Fabuła jest tu oczywiście czysto pretekstowa, ale nikt chyba nie spodziewał się, że będzie inaczej, zatem szkoda rozpisywać się na temat tego, jak bardzo pozbawiona jest sensu i logiki. Ted się żeni, początkowa małżeńska sielanka stopniowo przeradza się w kryzys i by ratować swój związek, decyduje się na spłodzenie potomka. Nie literalnie oczywiście, Ted jest bowiem pluszowym misiem pozbawionym fallusa. Rozpoczynają się zatem poszukiwania dawcy spermy, którym po krótkich perypetiach ma zostać John Bennett, najlepszy kumpel pluszaka. Okazuje się jednak, że wybranka serca Teda, Tami-Lynn, nie może mieć dzieci. Para decyduje się zatem na adopcje. I tu zaczynają się kłopoty.
Wniosek Teda zwrócił uwagę władz stanu na nieuregulowaną prawnie kwestię jego istnienia.
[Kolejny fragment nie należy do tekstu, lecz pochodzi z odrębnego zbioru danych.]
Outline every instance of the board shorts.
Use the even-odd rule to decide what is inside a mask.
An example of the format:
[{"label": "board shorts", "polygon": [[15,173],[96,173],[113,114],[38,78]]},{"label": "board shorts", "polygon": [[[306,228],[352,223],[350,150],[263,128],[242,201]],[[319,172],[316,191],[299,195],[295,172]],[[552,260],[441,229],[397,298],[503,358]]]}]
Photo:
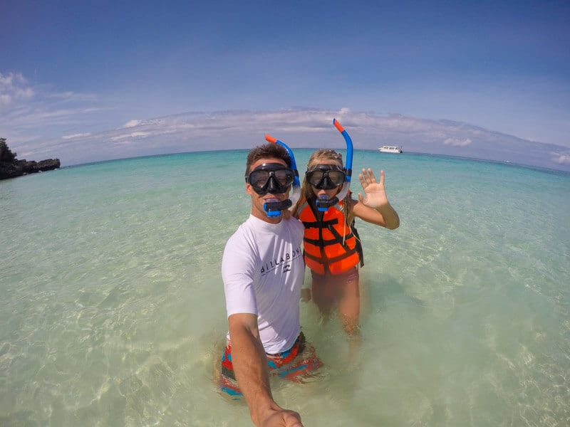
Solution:
[{"label": "board shorts", "polygon": [[[312,371],[323,365],[316,356],[314,347],[305,341],[305,335],[301,332],[296,341],[289,350],[268,354],[267,366],[269,373],[295,382],[304,382]],[[234,366],[232,364],[232,344],[228,341],[222,357],[222,375],[220,389],[235,399],[243,396],[237,386]]]},{"label": "board shorts", "polygon": [[338,275],[323,275],[311,270],[311,275],[313,279],[311,297],[319,307],[332,307],[346,292],[360,296],[358,267]]}]

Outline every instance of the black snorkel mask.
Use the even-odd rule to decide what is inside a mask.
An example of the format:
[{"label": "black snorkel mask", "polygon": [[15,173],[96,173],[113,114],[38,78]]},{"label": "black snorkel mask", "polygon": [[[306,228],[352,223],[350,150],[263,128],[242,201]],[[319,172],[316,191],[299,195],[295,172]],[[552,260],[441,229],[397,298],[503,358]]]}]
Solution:
[{"label": "black snorkel mask", "polygon": [[259,196],[281,194],[293,184],[294,177],[294,172],[281,163],[264,163],[252,170],[245,181]]},{"label": "black snorkel mask", "polygon": [[305,172],[309,183],[319,190],[332,190],[344,184],[346,174],[336,164],[316,164]]},{"label": "black snorkel mask", "polygon": [[[346,197],[348,191],[351,189],[353,156],[352,139],[351,139],[348,132],[344,130],[344,128],[336,119],[333,119],[333,125],[342,134],[344,141],[346,142],[346,163],[344,169],[341,170],[338,167],[331,164],[318,164],[315,168],[312,168],[305,174],[305,176],[309,184],[318,189],[331,190],[341,184],[343,186],[338,194],[332,199],[328,199],[326,195],[323,195],[316,199],[316,208],[321,212],[326,212],[328,208],[333,206]],[[315,184],[314,184],[313,182]]]},{"label": "black snorkel mask", "polygon": [[295,163],[293,152],[286,144],[269,136],[265,139],[273,144],[279,144],[286,151],[291,158],[291,167],[289,168],[281,163],[264,163],[252,170],[245,177],[245,181],[252,186],[252,189],[257,194],[282,194],[286,193],[292,185],[292,190],[289,199],[279,201],[276,199],[266,200],[263,209],[268,217],[281,216],[281,211],[289,209],[295,204],[301,195],[301,181],[299,179],[299,172]]}]

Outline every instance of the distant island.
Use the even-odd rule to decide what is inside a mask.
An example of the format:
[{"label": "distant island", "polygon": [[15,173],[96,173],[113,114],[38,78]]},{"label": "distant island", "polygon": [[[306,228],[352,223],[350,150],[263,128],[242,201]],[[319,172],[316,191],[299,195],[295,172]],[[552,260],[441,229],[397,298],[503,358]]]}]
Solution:
[{"label": "distant island", "polygon": [[10,151],[6,143],[6,138],[0,138],[0,179],[16,178],[28,174],[44,172],[58,169],[59,159],[35,160],[18,160],[16,154]]}]

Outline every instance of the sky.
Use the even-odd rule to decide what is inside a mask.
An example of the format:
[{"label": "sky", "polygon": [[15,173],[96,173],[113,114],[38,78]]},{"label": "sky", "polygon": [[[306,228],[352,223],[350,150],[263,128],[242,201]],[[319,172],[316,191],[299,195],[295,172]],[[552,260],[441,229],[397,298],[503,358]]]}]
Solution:
[{"label": "sky", "polygon": [[335,117],[356,149],[570,170],[569,0],[3,0],[0,28],[19,159],[342,147]]}]

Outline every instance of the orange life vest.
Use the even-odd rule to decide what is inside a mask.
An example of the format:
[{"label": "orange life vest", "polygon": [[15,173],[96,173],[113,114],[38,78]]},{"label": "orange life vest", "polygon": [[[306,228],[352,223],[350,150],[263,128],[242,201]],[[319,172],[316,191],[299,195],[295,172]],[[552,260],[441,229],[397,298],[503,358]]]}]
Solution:
[{"label": "orange life vest", "polygon": [[341,274],[359,262],[364,265],[354,221],[346,223],[342,204],[331,206],[326,212],[318,212],[314,201],[305,201],[299,209],[299,218],[305,226],[305,263],[321,275]]}]

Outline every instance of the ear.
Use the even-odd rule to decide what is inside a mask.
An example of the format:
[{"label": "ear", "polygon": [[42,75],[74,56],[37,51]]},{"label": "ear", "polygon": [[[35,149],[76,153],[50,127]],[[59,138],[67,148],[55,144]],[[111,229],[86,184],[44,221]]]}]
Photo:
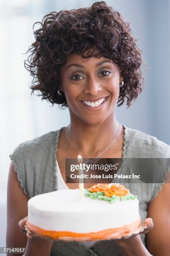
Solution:
[{"label": "ear", "polygon": [[59,91],[63,91],[63,88],[62,87],[62,83],[61,82],[60,82],[60,86],[59,86],[59,88],[58,88],[58,90]]}]

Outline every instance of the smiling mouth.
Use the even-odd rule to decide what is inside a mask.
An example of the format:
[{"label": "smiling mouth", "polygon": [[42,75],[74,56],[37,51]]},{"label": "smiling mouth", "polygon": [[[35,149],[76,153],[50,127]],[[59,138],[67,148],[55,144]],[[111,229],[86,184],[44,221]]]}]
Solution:
[{"label": "smiling mouth", "polygon": [[87,100],[80,100],[80,102],[85,106],[94,108],[102,105],[106,101],[108,96],[101,98],[99,100],[96,101],[89,101]]}]

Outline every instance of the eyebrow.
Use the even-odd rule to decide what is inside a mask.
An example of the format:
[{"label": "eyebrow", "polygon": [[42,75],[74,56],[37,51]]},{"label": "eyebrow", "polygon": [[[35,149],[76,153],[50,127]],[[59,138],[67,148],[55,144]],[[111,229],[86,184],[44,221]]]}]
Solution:
[{"label": "eyebrow", "polygon": [[[98,63],[97,63],[96,64],[95,67],[99,67],[99,66],[101,66],[102,64],[104,64],[104,63],[106,63],[106,62],[109,62],[109,63],[112,64],[113,61],[111,60],[110,61],[109,60],[102,61],[100,61],[100,62],[98,62]],[[79,64],[70,64],[70,65],[68,66],[67,67],[66,67],[66,68],[65,69],[65,71],[67,70],[67,69],[68,69],[68,68],[69,68],[70,67],[72,66],[76,67],[78,67],[80,69],[84,68],[84,67],[82,65],[80,65]]]}]

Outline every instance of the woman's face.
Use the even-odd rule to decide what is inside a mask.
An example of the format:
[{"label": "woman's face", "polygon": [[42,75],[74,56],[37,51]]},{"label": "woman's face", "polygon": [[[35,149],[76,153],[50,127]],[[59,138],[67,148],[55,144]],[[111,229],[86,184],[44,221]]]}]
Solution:
[{"label": "woman's face", "polygon": [[[71,118],[99,124],[113,115],[119,94],[120,72],[109,59],[82,59],[77,54],[68,56],[60,70],[64,91]],[[104,100],[104,101],[103,101]]]}]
Czy powinien być on uznawany za istotę ludzką, czy raczej należy go traktować jako przedmiot? Wszyscy, poza głównym zainteresowanym i jego przyjaciółmi, skłaniają się ku drugiej opcji. Sprawa trafia do sądu, a angażuje się w nią również Hasbro, największy na świecie producent zabawek, któremu bardzo zależy na tym, by Ted nie był uznawany za osobę.
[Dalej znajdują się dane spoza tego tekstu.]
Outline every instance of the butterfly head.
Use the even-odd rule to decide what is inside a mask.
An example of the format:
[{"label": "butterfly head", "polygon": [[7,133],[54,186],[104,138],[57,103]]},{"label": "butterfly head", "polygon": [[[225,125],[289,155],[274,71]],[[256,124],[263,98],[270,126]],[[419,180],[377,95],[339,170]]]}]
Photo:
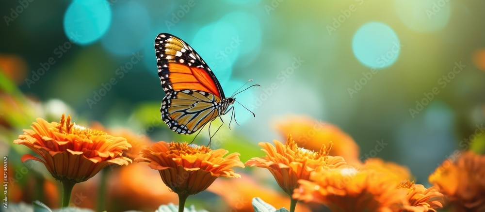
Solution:
[{"label": "butterfly head", "polygon": [[227,98],[227,103],[229,103],[229,105],[234,104],[234,102],[236,101],[236,98],[234,98],[233,97],[229,97]]}]

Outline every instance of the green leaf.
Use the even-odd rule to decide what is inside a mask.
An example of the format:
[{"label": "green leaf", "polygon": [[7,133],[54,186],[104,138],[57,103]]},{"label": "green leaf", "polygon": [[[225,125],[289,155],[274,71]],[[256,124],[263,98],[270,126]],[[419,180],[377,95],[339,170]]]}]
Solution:
[{"label": "green leaf", "polygon": [[[178,206],[174,205],[172,203],[169,203],[168,205],[162,205],[158,207],[158,209],[155,212],[178,212]],[[197,211],[195,207],[191,205],[190,208],[184,209],[184,212],[209,212],[205,210]]]},{"label": "green leaf", "polygon": [[254,208],[255,212],[289,212],[285,208],[276,210],[276,208],[272,205],[264,202],[259,197],[253,198],[251,203],[253,204],[253,208]]},{"label": "green leaf", "polygon": [[[5,208],[3,207],[2,208]],[[9,203],[8,207],[7,208],[8,209],[8,210],[6,209],[3,209],[3,211],[13,211],[13,212],[32,212],[33,211],[33,209],[32,208],[32,204],[27,204],[23,202],[19,202],[18,203]]]},{"label": "green leaf", "polygon": [[47,207],[45,204],[39,200],[34,201],[32,203],[32,206],[33,207],[34,212],[52,212],[52,210]]},{"label": "green leaf", "polygon": [[259,197],[255,197],[251,201],[255,212],[273,212],[276,211],[276,208],[272,205],[264,202]]}]

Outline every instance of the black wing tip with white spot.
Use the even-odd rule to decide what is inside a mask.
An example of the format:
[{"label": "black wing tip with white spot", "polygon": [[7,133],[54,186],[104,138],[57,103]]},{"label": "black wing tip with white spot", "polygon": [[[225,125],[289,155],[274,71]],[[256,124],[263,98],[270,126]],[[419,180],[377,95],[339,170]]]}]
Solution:
[{"label": "black wing tip with white spot", "polygon": [[178,134],[190,135],[194,132],[189,130],[186,126],[180,124],[178,122],[171,118],[168,114],[168,108],[171,106],[172,99],[176,98],[178,91],[172,93],[167,93],[167,96],[162,101],[162,106],[160,107],[160,112],[162,114],[162,120],[172,131]]}]

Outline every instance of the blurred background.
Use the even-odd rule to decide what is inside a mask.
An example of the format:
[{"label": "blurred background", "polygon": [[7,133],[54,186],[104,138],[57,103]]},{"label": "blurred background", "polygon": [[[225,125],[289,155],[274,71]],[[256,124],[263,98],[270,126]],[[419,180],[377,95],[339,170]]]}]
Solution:
[{"label": "blurred background", "polygon": [[[236,97],[256,117],[236,104],[240,126],[229,130],[227,115],[213,138],[213,148],[240,152],[243,162],[263,155],[258,142],[284,141],[278,123],[294,115],[338,126],[358,145],[361,161],[406,166],[425,185],[454,151],[483,153],[485,134],[477,132],[485,122],[485,1],[43,1],[0,3],[0,155],[9,156],[12,176],[18,174],[13,202],[58,202],[58,183],[43,166],[26,169],[20,158],[29,149],[12,144],[36,117],[58,122],[66,113],[78,124],[123,128],[140,139],[192,140],[160,119],[165,94],[153,46],[161,33],[195,49],[226,96],[249,79],[248,85],[261,85]],[[195,142],[205,145],[203,130]],[[135,165],[129,168],[146,166]],[[286,198],[267,170],[245,169],[236,172],[248,181],[238,182],[259,186],[260,196]],[[177,201],[155,171],[114,171],[105,209],[149,211]],[[153,180],[143,185],[148,176]],[[98,178],[78,187],[91,188]],[[227,182],[218,181],[214,187],[225,188]],[[153,184],[160,188],[147,194]],[[95,196],[83,193],[89,200],[80,207],[97,208],[91,192]],[[251,192],[234,197],[206,191],[188,204],[244,211]],[[147,206],[147,199],[156,203]]]}]

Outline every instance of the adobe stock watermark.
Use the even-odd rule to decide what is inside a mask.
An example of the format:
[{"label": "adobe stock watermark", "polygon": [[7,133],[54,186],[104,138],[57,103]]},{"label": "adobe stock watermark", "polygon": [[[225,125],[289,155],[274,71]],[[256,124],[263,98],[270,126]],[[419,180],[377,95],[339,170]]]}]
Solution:
[{"label": "adobe stock watermark", "polygon": [[269,4],[264,5],[264,10],[266,11],[266,13],[270,15],[271,11],[274,11],[276,7],[279,6],[280,4],[283,3],[285,0],[272,0]]},{"label": "adobe stock watermark", "polygon": [[3,157],[3,201],[4,208],[8,208],[8,157]]},{"label": "adobe stock watermark", "polygon": [[[404,47],[404,45],[397,42],[394,42],[390,50],[376,59],[375,63],[379,65],[379,67],[382,67],[386,65],[386,64],[389,63],[389,60],[394,58],[396,56],[396,54]],[[379,70],[375,67],[371,68],[371,70],[369,71],[362,72],[362,74],[363,77],[361,78],[358,81],[357,80],[354,81],[355,83],[354,84],[353,89],[350,87],[347,88],[347,91],[349,93],[350,98],[352,98],[354,95],[357,94],[364,85],[367,84],[367,83],[372,80],[374,75],[378,73]]]},{"label": "adobe stock watermark", "polygon": [[89,108],[92,109],[93,105],[97,104],[99,101],[101,101],[103,97],[111,90],[113,87],[118,84],[118,80],[123,79],[125,75],[133,68],[133,65],[138,63],[143,58],[143,55],[140,55],[139,52],[133,53],[131,54],[132,56],[129,61],[126,62],[122,65],[120,65],[119,68],[114,70],[114,74],[117,76],[117,80],[116,78],[113,77],[108,82],[101,82],[101,86],[102,87],[99,90],[93,92],[94,94],[93,98],[88,98],[86,99],[86,102],[87,102]]},{"label": "adobe stock watermark", "polygon": [[5,23],[7,24],[7,26],[10,25],[10,22],[18,17],[18,16],[23,13],[24,10],[27,9],[30,3],[33,1],[34,0],[19,0],[19,5],[15,7],[15,9],[13,7],[10,8],[10,16],[3,16],[3,20],[5,20]]},{"label": "adobe stock watermark", "polygon": [[458,158],[461,156],[463,151],[466,151],[470,147],[473,143],[476,141],[477,138],[481,136],[485,132],[485,128],[484,127],[483,123],[480,125],[477,124],[475,126],[476,127],[472,134],[463,138],[458,143],[458,147],[460,147],[460,149],[455,149],[452,154],[446,157],[444,161],[441,164],[437,164],[438,167],[436,169],[435,173],[437,174],[443,173],[450,166],[456,161]]},{"label": "adobe stock watermark", "polygon": [[30,78],[25,79],[25,83],[27,84],[27,87],[30,88],[32,84],[38,82],[40,80],[40,78],[46,74],[46,73],[48,71],[52,66],[56,64],[57,60],[64,56],[67,50],[72,47],[72,45],[77,42],[81,37],[82,36],[78,34],[77,32],[75,33],[71,33],[69,36],[69,40],[65,42],[54,49],[53,53],[56,57],[50,57],[45,62],[39,63],[40,67],[36,70],[32,71],[32,76]]},{"label": "adobe stock watermark", "polygon": [[170,28],[175,26],[176,24],[180,22],[180,20],[183,18],[189,12],[190,12],[190,10],[193,7],[195,6],[195,4],[196,3],[194,0],[189,0],[186,4],[179,5],[178,7],[180,9],[177,12],[172,13],[172,18],[170,20],[165,21],[165,25],[167,27],[167,29],[170,31]]},{"label": "adobe stock watermark", "polygon": [[355,1],[357,2],[356,5],[352,4],[349,6],[348,9],[340,10],[340,13],[342,14],[332,19],[333,22],[332,22],[331,26],[327,25],[327,32],[328,32],[329,35],[332,35],[332,32],[336,31],[337,29],[340,28],[342,26],[342,24],[350,17],[352,15],[352,13],[357,11],[357,6],[361,5],[364,3],[364,0],[355,0]]},{"label": "adobe stock watermark", "polygon": [[439,88],[442,89],[446,87],[448,83],[456,77],[456,75],[461,73],[466,67],[467,65],[462,64],[461,61],[455,62],[454,66],[451,71],[438,79],[437,82],[438,85],[440,86],[434,87],[429,92],[423,93],[424,98],[420,100],[416,100],[416,105],[414,108],[409,108],[409,111],[411,117],[414,118],[416,115],[419,114],[421,111],[422,111],[424,107],[429,104],[430,102],[435,99],[436,95],[439,94]]},{"label": "adobe stock watermark", "polygon": [[269,87],[263,87],[262,88],[264,93],[256,97],[253,103],[248,106],[248,108],[249,110],[253,110],[260,107],[263,104],[263,102],[267,100],[268,98],[273,95],[275,91],[279,88],[279,85],[285,83],[286,80],[295,73],[295,71],[300,68],[303,63],[305,63],[305,61],[302,60],[301,57],[293,57],[291,65],[276,74],[276,79],[279,82],[279,83],[273,82],[270,84]]},{"label": "adobe stock watermark", "polygon": [[437,2],[433,2],[431,10],[427,9],[424,12],[428,16],[428,19],[431,20],[431,17],[441,11],[441,9],[446,6],[450,0],[438,0]]}]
Jeśli wydaje się wam, że taka historia stwarza całkiem spory potencjał humorystyczny, to macie rację.
Rzeczy w tym, że można go było wykorzystać na wiele sposób, a Seth MacFarlane, reżyser i scenarzysta filmu, zdecydował się uderzyć w komizm, który nie do końca mi odpowiada. Choć przyznaję, na sali kinowej byłem raczej wyjątkiem.
Przekrój dowcipów jest szeroki, jednak w zdecydowanej większości obracają się one wokół trzech tematów - masturbacji, penisów i narkotyków. Nie twierdzę, że to źle - "Ted 2" z założenia miał być właśnie taką komedią. Problemem jest jednak fakt, że wszystkie te żarty i gagi są oklepane, oczywiste, absolutnie niedwuznaczne i pozbawione jakiejkolwiek subtelności, a na domiar złego - wcale nie są kontrowersyjne.
"Ted 2" nie jedzie po bandzie, a co najwyżej się o nią ociera.
Film nie próbuje szokować agresywnym humorem, nie przekracza granic, ani nic z tych rzeczy. Już nawet opening "South Parku" jest odważniejszy. Poślizgnięcie się na spermie albo rzucanie gównem - na tym opiera się większość gagów tego widowiska.
Trudno dopatrzeć się jakiejkolwiek wartości w odwołaniach do popkultury, bo sprawiają one wrażenie przypadkowych. Pojawienie się na ekranie Liama Neesona czy Morgana Freemana bardziej niż do śmiechu, skłania do zastanowienia się, czy czytali oni wcześniej cały scenariusz, czy tylko jego urywek.
"Ted 2" ma parę momentów, które wychodzą poza opisany wcześniej schemat. I te bywają naprawdę udane.
Jest ich na tyle mało, że nie są w stanie ani zmazać złego wrażenia, które pozostawiły po sobie kloaczno-falliczne żarciki, ani tym bardziej uratować tego dzieła. Zasadniczo trudno mi polecić ten film, mam jednak świadomość, że znajdzie się niewąskie grono osób, którym przypadnie on do gustu. Wystarczy inny rodzaj poczucia humoru niż ten, którym dysponuję ja.